# Great Pyrenees and Chickens



## jdragr (Oct 7, 2016)

We have had our neutered GP since a puppy. He was raised around chickens but never in the same pen. He is 3. Yesterday we cut a chicken size hole in the coop fence so the chickens could come and go as they please and do some free ranging amongst the goats and our GP. We purposefully did it on a day when we were working on “barn stuff” so we could keep an eye on everyone. They came into “his” stable and he didn’t move from his favorite napping spot. This morning I go out and I have one dead chicken (not eaten) and he is chasing another. I finally get him locked into one of the stalls so I can rescue the one chicken and remove the dead one. So what now?


----------



## toth boer goats (Jul 20, 2008)

Keep the chickens penned up or the dog will kill them all. 
There really isn't any correcting you can do now, once blood was drawn and the dog killed for the fun of it.


----------



## 15WildTurkey (Apr 13, 2015)

I’m sorry that happened but I agree with Toth. The dog had too much fun. It’s not an aggression necessarily but a chasing and catch. Either way the result is the same. I would keep your hens locked away.


----------



## Deborah Haney (Jul 11, 2017)

There is a common misconception that once dogs "taste blood" they're wild and must be put down. This is bologna. With plenty of time, constant correction, and possibly the introduction of a professional trainer, it's likely that he could be around chickens when closely supervised.

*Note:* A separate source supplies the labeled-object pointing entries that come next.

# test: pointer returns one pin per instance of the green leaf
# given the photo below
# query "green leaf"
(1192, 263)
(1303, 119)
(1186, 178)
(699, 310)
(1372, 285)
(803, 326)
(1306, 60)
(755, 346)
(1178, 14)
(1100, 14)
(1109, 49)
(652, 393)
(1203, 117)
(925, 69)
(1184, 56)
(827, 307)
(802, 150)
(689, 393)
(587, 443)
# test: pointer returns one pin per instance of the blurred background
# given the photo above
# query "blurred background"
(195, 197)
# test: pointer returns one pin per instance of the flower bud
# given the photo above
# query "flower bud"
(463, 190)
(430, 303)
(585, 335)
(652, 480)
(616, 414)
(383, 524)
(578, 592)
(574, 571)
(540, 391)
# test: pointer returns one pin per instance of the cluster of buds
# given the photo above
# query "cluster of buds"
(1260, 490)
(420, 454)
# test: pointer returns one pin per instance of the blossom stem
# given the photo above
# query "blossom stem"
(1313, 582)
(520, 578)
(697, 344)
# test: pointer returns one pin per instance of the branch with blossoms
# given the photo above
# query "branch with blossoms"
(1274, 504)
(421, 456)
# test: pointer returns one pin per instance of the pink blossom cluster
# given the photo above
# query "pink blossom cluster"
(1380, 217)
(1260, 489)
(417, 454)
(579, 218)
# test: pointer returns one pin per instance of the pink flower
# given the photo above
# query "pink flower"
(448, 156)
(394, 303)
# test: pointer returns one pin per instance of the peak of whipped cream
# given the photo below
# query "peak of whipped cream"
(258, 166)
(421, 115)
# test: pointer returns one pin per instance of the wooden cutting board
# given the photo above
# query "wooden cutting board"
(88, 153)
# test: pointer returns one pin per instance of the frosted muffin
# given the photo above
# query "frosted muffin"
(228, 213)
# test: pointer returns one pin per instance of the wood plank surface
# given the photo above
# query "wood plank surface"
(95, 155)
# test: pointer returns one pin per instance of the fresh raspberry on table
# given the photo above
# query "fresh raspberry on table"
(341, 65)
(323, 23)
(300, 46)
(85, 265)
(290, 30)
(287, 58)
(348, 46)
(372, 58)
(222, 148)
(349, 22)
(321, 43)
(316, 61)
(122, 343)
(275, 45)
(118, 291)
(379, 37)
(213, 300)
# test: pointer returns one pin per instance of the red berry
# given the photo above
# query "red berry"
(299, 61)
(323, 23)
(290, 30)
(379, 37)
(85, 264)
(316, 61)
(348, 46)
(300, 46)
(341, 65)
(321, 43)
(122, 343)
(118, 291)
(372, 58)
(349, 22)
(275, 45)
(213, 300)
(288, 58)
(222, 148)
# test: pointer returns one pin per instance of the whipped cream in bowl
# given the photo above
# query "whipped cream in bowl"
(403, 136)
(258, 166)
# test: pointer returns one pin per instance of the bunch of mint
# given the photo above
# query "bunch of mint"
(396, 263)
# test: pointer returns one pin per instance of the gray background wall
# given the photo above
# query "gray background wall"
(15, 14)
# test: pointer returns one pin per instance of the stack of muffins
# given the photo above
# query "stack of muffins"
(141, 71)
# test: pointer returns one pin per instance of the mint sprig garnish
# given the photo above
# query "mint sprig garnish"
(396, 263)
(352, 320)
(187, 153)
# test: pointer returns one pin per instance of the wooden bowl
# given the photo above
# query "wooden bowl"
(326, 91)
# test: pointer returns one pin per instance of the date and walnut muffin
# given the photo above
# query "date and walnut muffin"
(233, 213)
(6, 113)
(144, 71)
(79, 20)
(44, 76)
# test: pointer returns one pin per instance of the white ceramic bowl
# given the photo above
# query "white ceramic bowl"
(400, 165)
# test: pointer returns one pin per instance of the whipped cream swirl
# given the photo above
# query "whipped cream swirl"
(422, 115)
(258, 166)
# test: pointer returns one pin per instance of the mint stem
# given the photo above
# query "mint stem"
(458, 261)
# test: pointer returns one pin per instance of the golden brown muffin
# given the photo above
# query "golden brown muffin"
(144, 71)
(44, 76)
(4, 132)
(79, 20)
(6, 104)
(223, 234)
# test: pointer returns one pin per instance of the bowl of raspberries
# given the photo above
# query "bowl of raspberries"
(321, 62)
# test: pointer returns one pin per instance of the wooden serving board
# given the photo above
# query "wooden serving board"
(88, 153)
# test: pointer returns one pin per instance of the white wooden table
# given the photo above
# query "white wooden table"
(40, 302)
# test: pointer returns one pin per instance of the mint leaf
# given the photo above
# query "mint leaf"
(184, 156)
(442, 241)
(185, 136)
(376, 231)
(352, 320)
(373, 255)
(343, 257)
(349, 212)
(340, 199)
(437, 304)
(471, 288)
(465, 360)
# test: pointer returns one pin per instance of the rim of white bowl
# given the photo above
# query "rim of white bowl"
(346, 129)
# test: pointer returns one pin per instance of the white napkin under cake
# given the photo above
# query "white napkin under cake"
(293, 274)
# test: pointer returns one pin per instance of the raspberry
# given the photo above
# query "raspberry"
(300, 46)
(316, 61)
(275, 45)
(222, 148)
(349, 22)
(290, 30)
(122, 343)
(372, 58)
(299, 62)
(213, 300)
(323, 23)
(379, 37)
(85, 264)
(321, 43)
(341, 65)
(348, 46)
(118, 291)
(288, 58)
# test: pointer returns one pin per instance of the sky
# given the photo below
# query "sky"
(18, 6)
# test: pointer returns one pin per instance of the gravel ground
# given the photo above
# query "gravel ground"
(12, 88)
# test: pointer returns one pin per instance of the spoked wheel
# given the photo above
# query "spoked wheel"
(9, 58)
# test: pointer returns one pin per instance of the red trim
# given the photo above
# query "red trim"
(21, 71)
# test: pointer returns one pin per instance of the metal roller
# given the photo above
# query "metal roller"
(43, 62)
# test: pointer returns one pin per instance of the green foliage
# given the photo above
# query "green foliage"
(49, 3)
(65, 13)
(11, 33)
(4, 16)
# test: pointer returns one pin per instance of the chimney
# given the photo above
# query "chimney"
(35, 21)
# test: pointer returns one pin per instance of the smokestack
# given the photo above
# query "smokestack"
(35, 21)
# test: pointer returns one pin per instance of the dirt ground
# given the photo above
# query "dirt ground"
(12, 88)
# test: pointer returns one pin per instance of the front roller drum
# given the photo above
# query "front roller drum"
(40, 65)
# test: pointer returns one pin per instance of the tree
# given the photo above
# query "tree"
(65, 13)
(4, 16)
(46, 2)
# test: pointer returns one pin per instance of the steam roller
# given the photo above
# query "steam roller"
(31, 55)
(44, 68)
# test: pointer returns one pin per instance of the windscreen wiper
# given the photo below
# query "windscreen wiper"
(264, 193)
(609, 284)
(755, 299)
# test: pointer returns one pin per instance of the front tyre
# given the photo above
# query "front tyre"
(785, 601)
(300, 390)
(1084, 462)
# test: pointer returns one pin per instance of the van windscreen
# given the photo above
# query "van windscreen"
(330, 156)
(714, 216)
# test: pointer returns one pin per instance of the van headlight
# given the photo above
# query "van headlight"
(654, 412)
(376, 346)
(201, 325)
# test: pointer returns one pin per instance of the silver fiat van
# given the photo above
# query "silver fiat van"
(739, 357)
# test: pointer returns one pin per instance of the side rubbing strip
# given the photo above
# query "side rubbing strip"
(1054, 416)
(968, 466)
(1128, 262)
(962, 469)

If you're hoping that the dog will guard the chickens unsupervised, I wouldn't risk it. It takes a very special temperment to spend alone time with animals as flighty and fluttery as birds. A poultry LGD is a rare and beautiful thing. It sounds like your GP has found his niche with the goats.


----------



## toth boer goats (Jul 20, 2008)

Deborah Haney said:


> There is a common misconception that once dogs "taste blood" they're wild and must be put down. This is bologna. With plenty of time, constant correction, and possibly the introduction of a professional trainer, it's likely that he could be around chickens when closely supervised. If you're hoping that the dog will guard the chickens unsupervised, I wouldn't risk it. It takes a very special temperment to spend alone time with animals as flighty and fluttery as birds. A poultry LGD is a rare and beautiful thing. It sounds like your GP has found his niche with the goats.


 I don't know where you got the part where if the dog tastes blood, you have to put them down. 
It was never mentioned.

Of what we did say, it only means the dog must be kept away from what was attacked or closely supervised in hopes of correction. Some can be corrected, some can not. If they cannot, it doesn't mean a death sentence by any means, it means they have to be somewhere with no livestock, chickens or whatever is attacked or kept in a separate area from those animals ect they have the wrong type of interest in.


----------